Plaintiff, a railroad Company, sues defendant to recover alleged under charges on seven shipments of ties— two on April 25th, 1919, and the rest
since that date, claiming that the rate paid was 2c per hundred, when it should have been 6%c.
The suit was filed April 25th, 1921 and citation served April 26th, 1921.
Defendant filed an exception of no cause of action which was properly overruled and which was not urged in this court. Against the claim as based on the two earliest shipments he pleads the prescription of two years which plea seems not to have been decided by the lower court.
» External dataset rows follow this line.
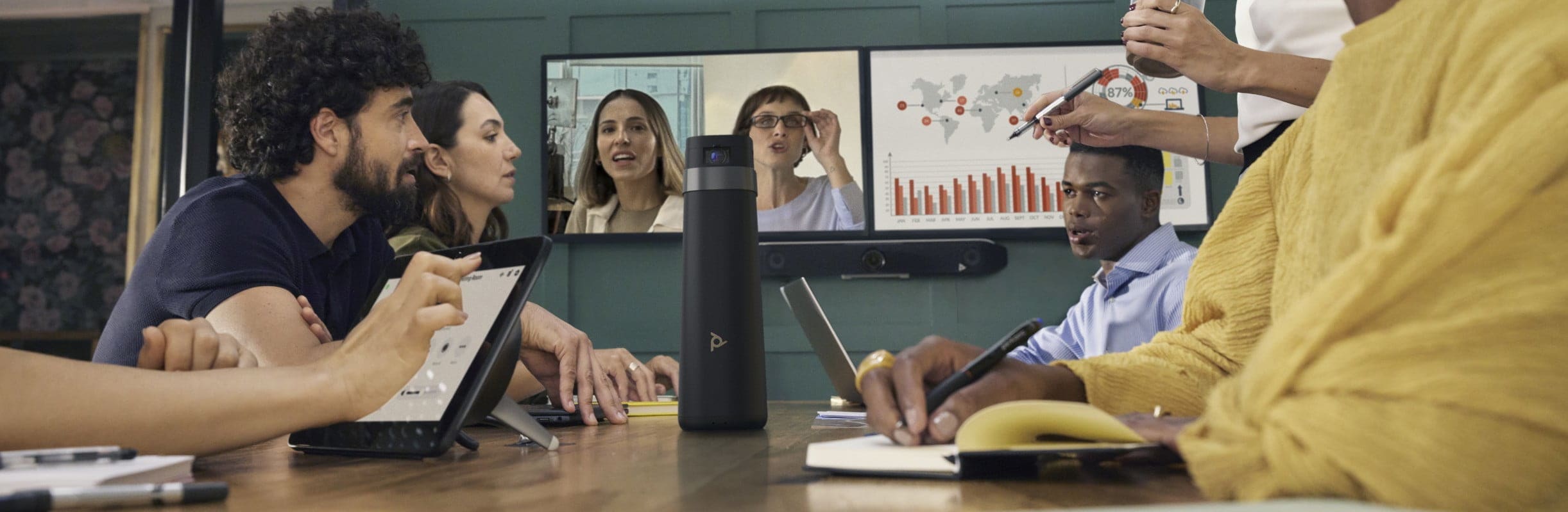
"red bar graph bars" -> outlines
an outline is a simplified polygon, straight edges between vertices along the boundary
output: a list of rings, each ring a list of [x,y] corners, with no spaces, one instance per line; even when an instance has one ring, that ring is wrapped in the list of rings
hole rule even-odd
[[[1033,166],[1024,166],[1022,174],[1018,166],[996,168],[994,177],[985,172],[978,182],[974,174],[952,178],[931,193],[931,185],[894,178],[894,216],[1041,213],[1062,211],[1066,204],[1062,182],[1036,175]]]

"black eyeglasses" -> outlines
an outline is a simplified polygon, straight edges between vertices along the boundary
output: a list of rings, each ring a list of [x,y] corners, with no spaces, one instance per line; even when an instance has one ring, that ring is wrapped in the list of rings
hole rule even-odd
[[[784,121],[786,128],[804,128],[806,122],[809,122],[809,119],[806,119],[804,114],[786,114],[786,116],[760,114],[751,117],[751,125],[757,128],[771,128],[776,127],[779,121]]]

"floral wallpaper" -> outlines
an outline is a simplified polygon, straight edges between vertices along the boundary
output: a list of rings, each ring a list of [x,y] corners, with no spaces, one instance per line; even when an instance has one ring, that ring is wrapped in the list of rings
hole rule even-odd
[[[99,330],[125,282],[136,63],[0,63],[0,330]]]

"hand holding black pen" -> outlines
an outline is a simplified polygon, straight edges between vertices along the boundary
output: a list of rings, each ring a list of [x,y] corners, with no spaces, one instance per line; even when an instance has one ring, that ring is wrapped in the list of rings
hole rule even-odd
[[[1101,70],[1099,67],[1090,69],[1088,74],[1083,75],[1083,78],[1079,78],[1079,81],[1073,83],[1073,86],[1068,88],[1066,92],[1062,92],[1062,97],[1058,97],[1055,102],[1051,102],[1051,105],[1046,105],[1044,110],[1035,114],[1035,117],[1029,119],[1029,122],[1025,122],[1024,125],[1018,127],[1018,130],[1013,130],[1013,135],[1007,136],[1007,139],[1011,141],[1016,139],[1019,135],[1024,135],[1024,132],[1029,132],[1029,128],[1033,128],[1036,124],[1040,124],[1040,119],[1049,116],[1051,111],[1057,110],[1057,106],[1071,102],[1074,97],[1079,96],[1079,92],[1088,89],[1088,86],[1094,85],[1094,81],[1099,81],[1099,78],[1104,75],[1105,72]]]
[[[1002,337],[1002,340],[997,340],[996,344],[982,352],[980,357],[975,357],[964,365],[964,368],[958,370],[952,376],[947,376],[947,379],[931,388],[931,393],[925,395],[925,413],[931,413],[936,407],[942,406],[942,402],[947,401],[947,396],[953,395],[953,391],[958,391],[960,388],[983,377],[986,371],[991,371],[991,368],[1002,360],[1002,357],[1007,357],[1008,352],[1029,341],[1029,337],[1033,337],[1035,332],[1044,326],[1046,324],[1041,323],[1040,318],[1019,324],[1016,329]]]

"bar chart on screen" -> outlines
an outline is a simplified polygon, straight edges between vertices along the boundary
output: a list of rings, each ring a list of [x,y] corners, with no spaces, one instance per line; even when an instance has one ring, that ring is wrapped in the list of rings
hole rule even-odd
[[[1060,158],[1057,158],[1060,160]],[[1060,161],[908,160],[889,155],[880,200],[887,229],[996,229],[1062,225]]]
[[[909,158],[883,155],[873,204],[878,229],[1062,227],[1065,155],[1055,158]],[[1160,208],[1165,221],[1193,210],[1190,158],[1165,155]]]

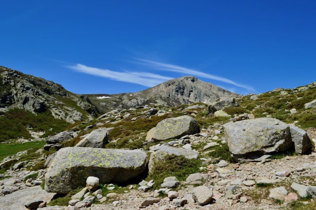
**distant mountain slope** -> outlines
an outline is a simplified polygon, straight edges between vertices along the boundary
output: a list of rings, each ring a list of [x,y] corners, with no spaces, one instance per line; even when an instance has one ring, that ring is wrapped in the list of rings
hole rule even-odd
[[[49,110],[55,118],[71,123],[92,118],[98,112],[86,97],[52,81],[0,66],[0,113],[12,107],[34,114]]]
[[[208,103],[220,97],[239,94],[188,76],[171,80],[139,92],[86,95],[100,111],[106,112],[115,108],[152,104],[174,106],[198,102]]]

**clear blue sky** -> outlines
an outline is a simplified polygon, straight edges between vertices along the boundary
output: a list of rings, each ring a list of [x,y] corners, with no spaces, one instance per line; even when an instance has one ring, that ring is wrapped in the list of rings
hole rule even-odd
[[[240,93],[316,81],[316,1],[2,1],[0,65],[79,93],[187,75]]]

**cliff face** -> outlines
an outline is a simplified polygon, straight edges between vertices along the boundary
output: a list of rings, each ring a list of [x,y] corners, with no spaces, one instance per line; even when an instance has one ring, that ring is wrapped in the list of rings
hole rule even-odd
[[[42,78],[0,67],[0,108],[16,107],[33,114],[50,110],[54,117],[70,123],[93,118],[97,110],[83,96]]]

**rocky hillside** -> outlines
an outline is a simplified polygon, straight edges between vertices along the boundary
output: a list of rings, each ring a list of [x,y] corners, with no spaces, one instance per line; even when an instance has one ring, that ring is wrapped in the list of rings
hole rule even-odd
[[[0,112],[12,107],[34,114],[49,110],[55,118],[72,123],[92,119],[98,111],[86,97],[52,81],[0,67]]]
[[[208,104],[116,109],[36,140],[0,162],[0,209],[316,209],[316,82]]]
[[[146,105],[175,106],[196,102],[208,103],[221,97],[238,94],[194,77],[186,76],[139,92],[87,95],[99,110],[105,113],[115,108],[126,109]]]

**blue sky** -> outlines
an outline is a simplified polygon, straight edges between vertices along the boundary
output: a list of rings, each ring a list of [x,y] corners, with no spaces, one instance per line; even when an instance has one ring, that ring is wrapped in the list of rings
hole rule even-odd
[[[79,93],[188,75],[240,93],[316,81],[314,1],[2,1],[0,65]]]

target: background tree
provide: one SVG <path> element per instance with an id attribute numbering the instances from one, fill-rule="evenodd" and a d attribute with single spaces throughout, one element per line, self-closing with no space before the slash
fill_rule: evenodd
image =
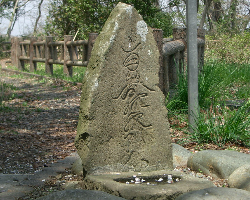
<path id="1" fill-rule="evenodd" d="M 51 3 L 46 22 L 47 35 L 75 35 L 84 38 L 89 32 L 100 32 L 110 12 L 118 2 L 132 4 L 144 20 L 154 28 L 164 29 L 165 36 L 171 34 L 172 19 L 159 9 L 157 0 L 57 0 Z"/>

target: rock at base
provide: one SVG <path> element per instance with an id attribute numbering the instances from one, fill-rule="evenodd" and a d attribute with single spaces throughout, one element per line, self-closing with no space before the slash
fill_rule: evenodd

No law is cited in support of this plea and we know of none fixing two years on claims of the, kind sued on but in view of the conclusion we have arrived at on the merits we shall leave this question open.
Defendant in his answer pleads as a defense to the suit and alternatively as a reconventional demand, that plaintiff’s agent quoted him a rate of 2c per hundred and that he could have had the ties hauled by team at this rate. But there is no merit in this defence as was frankly admitted by defendant’s counsel in oral argument in this court.
*441On trial of the case on its merits plaintiff failed to prove its demand by legal evidence.
We cannot find in the record any proof of the amount of freight actually paid.
It is alleged by plaintiff and admitted by defendant that the rate was 2c per hundred but we find no proof or admission of the weight of the ties.
In order to prove the rate which should have been paid, plaintiff offered printed Tariff sheets issued by its. General Freight agent. Defendant’s • counsel objected on various grounds, amongst which were that they were not certified by the Railroad Commission (Now Public Service Commission) and that no approval by that Commission was shown. In effect, though not formally, this objection was sustained by the lower court, which in our opinion was correct.
But the mere failure of plaintiff to prove its demand did not warrant its final rejection. See White & Dart’s Louisiana Digest Yerbo Judgment Sec. 51 where many cases are cited in support of the following syllabus: “Plaintiff who fails to establish his claim' from insufficiency of evidence he may afterwards be able to supply, will be non-suited and not concluded by final judgment.”
Amongst the cases cited are Reynolds vs. Stille, 14 La. Ann. 599; Executors, etc. vs. Raoul, 14 La. Ann. 307; Succession of Hickman, 13 La. Ann. 364.
It is accordingly decreed that the judgment of the lower court be amended by rejecting plaintiff’s demand, not finally but only of non-suit, cost of appeal to be paid by defendant and those of the lower court by plaintiff.